Meer in algemene zin kunnen emissies ook niet één-op-één worden vertaald naar gezondheidswinst. De gezondheidseffecten hangen af van het aantal mensen dat aan luchtvervuiling wordt blootgesteld. Zo hebben verkeersemissies in dichtbevolkt gebied een grotere impact dan eenzelfde hoeveelheid emissie in een gebied waar weinig mensen verblijven.
Dat de emissies en gezondheidseffecten niet evenredig afnemen komt niet door verschillen in de schadelijkheid van fijnstof.
• De leden van de VVD-fractie lezen in het rapport van het RIVM dat voor de aanpak is uitgegaan van de strikte interpretatie dat de advieswaarden werkelijk overal zouden moeten gelden en dat wanneer het zou gaan om een gemiddelde blootstelling van de bevolking in een stad of wijk (zoals in het SLA) de WHO-advieswaarden gemakkelijker te realiseren zouden zijn. Kan de Staatssecretaris aangeven hoeveel gemakkelijker? Kan de Staatssecretaris aangeven welke gezondheidswinst behaald zou kunnen worden wanneer het RIVM de minder strikte interpretatie van de advieswaarde zou volgen?
Antwoord:
Het RIVM merkt in het rapport op: «We gaan in dit onderzoek uit van de strikte interpretatie dat de advieswaarden werkelijk overal zouden moeten gelden. Wanneer het zou gaan om de gemiddelde blootstelling van de bevolking in een stad of wijk (zoals in het SLA), dan zouden de WHO-advieswaarden gemakkelijker te realiseren zijn.»
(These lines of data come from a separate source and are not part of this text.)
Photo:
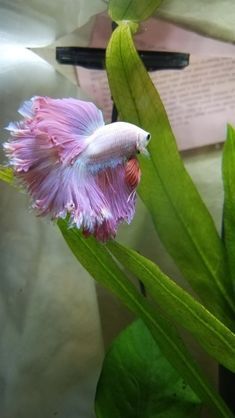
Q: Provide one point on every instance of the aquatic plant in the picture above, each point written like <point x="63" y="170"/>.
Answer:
<point x="149" y="371"/>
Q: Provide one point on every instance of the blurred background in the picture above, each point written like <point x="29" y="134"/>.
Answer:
<point x="55" y="322"/>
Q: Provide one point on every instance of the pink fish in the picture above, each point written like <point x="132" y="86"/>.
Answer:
<point x="72" y="164"/>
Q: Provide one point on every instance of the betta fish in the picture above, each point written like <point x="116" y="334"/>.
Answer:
<point x="75" y="166"/>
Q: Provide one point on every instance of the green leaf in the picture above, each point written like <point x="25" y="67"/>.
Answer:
<point x="135" y="10"/>
<point x="211" y="334"/>
<point x="138" y="381"/>
<point x="97" y="260"/>
<point x="229" y="199"/>
<point x="179" y="215"/>
<point x="6" y="174"/>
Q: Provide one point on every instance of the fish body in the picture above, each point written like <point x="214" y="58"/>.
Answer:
<point x="113" y="144"/>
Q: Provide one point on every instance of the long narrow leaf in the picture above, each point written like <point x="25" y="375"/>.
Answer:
<point x="100" y="264"/>
<point x="211" y="334"/>
<point x="179" y="215"/>
<point x="135" y="10"/>
<point x="229" y="199"/>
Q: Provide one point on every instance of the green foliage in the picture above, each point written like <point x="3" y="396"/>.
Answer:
<point x="179" y="215"/>
<point x="211" y="334"/>
<point x="135" y="10"/>
<point x="96" y="259"/>
<point x="138" y="381"/>
<point x="229" y="200"/>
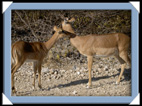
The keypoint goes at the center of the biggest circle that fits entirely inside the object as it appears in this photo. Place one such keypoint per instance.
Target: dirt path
(69, 78)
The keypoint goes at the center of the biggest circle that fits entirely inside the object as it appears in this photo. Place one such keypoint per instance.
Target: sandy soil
(69, 77)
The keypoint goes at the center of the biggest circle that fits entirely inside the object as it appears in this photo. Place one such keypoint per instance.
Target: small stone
(78, 73)
(74, 92)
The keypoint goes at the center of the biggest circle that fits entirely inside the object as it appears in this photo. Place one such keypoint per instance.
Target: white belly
(106, 52)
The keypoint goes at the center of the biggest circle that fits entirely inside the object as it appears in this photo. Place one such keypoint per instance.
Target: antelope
(114, 44)
(34, 52)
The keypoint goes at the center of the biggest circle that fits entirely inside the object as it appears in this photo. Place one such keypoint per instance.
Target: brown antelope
(34, 52)
(115, 44)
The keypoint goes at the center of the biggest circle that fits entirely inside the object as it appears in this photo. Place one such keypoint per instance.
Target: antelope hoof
(40, 86)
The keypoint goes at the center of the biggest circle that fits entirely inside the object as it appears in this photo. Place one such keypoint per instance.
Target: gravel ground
(69, 77)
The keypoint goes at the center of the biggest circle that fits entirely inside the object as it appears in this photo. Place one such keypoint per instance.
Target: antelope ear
(55, 28)
(72, 19)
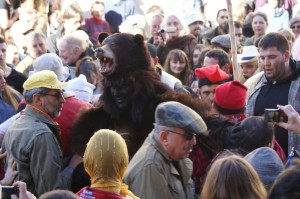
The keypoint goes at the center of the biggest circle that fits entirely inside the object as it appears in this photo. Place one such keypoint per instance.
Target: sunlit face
(222, 19)
(12, 55)
(173, 22)
(72, 24)
(155, 25)
(2, 80)
(37, 47)
(195, 28)
(238, 34)
(248, 69)
(273, 63)
(177, 67)
(98, 10)
(273, 3)
(296, 28)
(2, 54)
(207, 92)
(196, 55)
(52, 102)
(259, 25)
(177, 146)
(208, 61)
(68, 55)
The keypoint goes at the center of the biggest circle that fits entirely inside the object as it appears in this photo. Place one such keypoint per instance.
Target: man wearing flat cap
(161, 168)
(34, 138)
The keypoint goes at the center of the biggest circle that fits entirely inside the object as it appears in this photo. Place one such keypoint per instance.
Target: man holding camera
(280, 84)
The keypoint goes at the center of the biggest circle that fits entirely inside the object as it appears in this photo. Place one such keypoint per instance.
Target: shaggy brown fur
(133, 123)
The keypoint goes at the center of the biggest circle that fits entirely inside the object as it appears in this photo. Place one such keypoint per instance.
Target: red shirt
(89, 193)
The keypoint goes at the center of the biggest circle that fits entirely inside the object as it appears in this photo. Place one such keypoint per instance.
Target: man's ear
(163, 137)
(37, 99)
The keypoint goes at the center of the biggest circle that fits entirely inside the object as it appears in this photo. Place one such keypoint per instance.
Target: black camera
(7, 191)
(273, 115)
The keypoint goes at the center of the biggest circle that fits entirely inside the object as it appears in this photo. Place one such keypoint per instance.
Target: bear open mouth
(106, 64)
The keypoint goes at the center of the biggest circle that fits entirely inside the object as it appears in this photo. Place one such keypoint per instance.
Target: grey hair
(28, 94)
(157, 130)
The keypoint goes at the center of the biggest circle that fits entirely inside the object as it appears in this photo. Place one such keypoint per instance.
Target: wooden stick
(233, 42)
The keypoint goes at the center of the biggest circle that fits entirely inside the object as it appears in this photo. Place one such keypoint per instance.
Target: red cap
(231, 95)
(210, 75)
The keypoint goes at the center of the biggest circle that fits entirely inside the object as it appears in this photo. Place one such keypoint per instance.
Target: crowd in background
(191, 51)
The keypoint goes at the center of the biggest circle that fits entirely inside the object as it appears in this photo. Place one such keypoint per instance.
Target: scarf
(105, 160)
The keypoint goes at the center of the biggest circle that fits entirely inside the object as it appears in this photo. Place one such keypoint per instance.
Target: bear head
(122, 53)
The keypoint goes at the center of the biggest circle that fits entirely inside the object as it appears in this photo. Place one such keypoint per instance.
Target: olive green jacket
(151, 174)
(34, 142)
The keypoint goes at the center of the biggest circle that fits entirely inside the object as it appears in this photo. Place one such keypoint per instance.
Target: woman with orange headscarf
(105, 160)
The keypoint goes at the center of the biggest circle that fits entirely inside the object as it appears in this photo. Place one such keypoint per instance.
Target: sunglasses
(293, 27)
(187, 136)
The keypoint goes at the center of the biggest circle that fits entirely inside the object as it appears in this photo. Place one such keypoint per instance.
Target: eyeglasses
(187, 136)
(293, 27)
(57, 95)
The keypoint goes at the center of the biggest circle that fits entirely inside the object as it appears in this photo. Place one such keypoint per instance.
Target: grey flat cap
(175, 114)
(223, 40)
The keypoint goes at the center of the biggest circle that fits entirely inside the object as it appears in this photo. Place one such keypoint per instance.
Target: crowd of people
(123, 104)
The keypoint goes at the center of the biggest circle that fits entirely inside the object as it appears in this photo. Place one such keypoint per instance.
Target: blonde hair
(233, 177)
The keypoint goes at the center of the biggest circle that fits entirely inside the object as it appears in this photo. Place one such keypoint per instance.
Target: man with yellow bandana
(33, 140)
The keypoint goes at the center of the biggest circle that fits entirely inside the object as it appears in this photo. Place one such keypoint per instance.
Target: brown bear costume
(132, 90)
(130, 79)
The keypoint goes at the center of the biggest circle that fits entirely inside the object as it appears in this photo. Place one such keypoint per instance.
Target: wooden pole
(233, 42)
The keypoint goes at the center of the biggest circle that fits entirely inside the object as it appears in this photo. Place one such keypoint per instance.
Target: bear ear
(102, 36)
(139, 39)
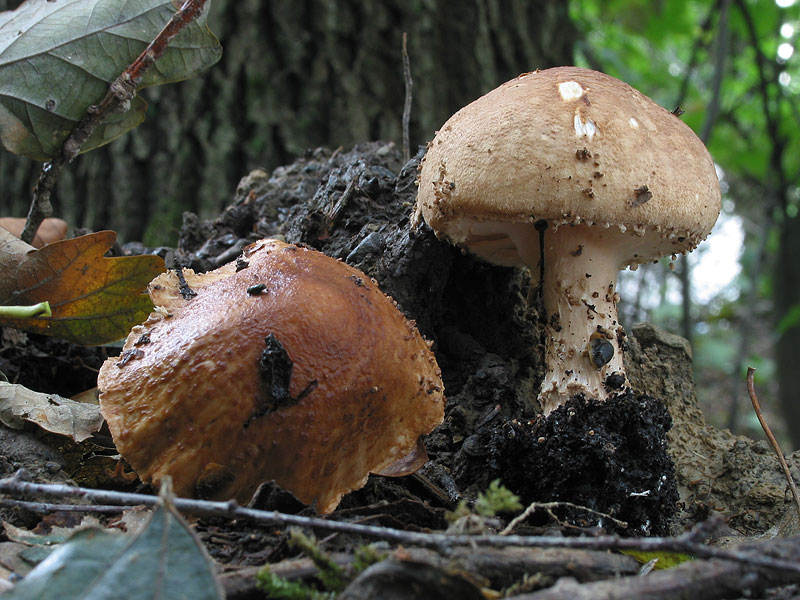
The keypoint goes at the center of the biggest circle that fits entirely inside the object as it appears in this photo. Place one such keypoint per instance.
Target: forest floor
(644, 463)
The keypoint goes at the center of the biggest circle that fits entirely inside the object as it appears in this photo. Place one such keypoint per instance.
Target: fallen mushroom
(285, 365)
(576, 175)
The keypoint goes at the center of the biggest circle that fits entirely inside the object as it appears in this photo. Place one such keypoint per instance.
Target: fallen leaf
(94, 299)
(58, 58)
(164, 560)
(59, 415)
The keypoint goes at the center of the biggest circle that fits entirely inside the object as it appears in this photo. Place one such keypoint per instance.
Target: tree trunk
(786, 278)
(294, 75)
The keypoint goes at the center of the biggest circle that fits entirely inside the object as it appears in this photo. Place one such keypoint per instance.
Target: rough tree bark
(786, 277)
(295, 74)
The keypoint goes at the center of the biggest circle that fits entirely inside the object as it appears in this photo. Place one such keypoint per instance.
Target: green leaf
(58, 58)
(664, 560)
(164, 560)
Het RIVM heeft niet berekend wat de gezondheidswinst zou zijn als getoetst wordt aan de gemiddelde concentratie op stad- en/of wijkniveau en welke maatregelen in dat geval nodig zouden zijn. In algemene zin kan wel gesteld worden dat, als in het onderzoek naar een groter gebied zoals een wijk of stad gekeken zou zijn, de WHO advieswaarden sneller en met minder (ingrijpende) maatregelen bereikt kunnen worden. Dat komt omdat bijvoorbeeld de hogere concentratie nabij een weg of andere lokale bron dan over een groter gebied zal worden uitgemiddeld. Dat kan ervoor zorgen dat de gemiddelde concentratie in het gebied onder de WHO-advieswaarden ligt, terwijl er in het gebied nog mensen worden blootgesteld aan hogere waarden dan de WHO-advieswaarden. De advieswaarden van de WHO zijn niet vastgesteld als maat voor de gemiddelde luchtkwaliteit in een groter gebied, maar als advies voor de maximumconcentraties in de buitenlucht voor alle mensen.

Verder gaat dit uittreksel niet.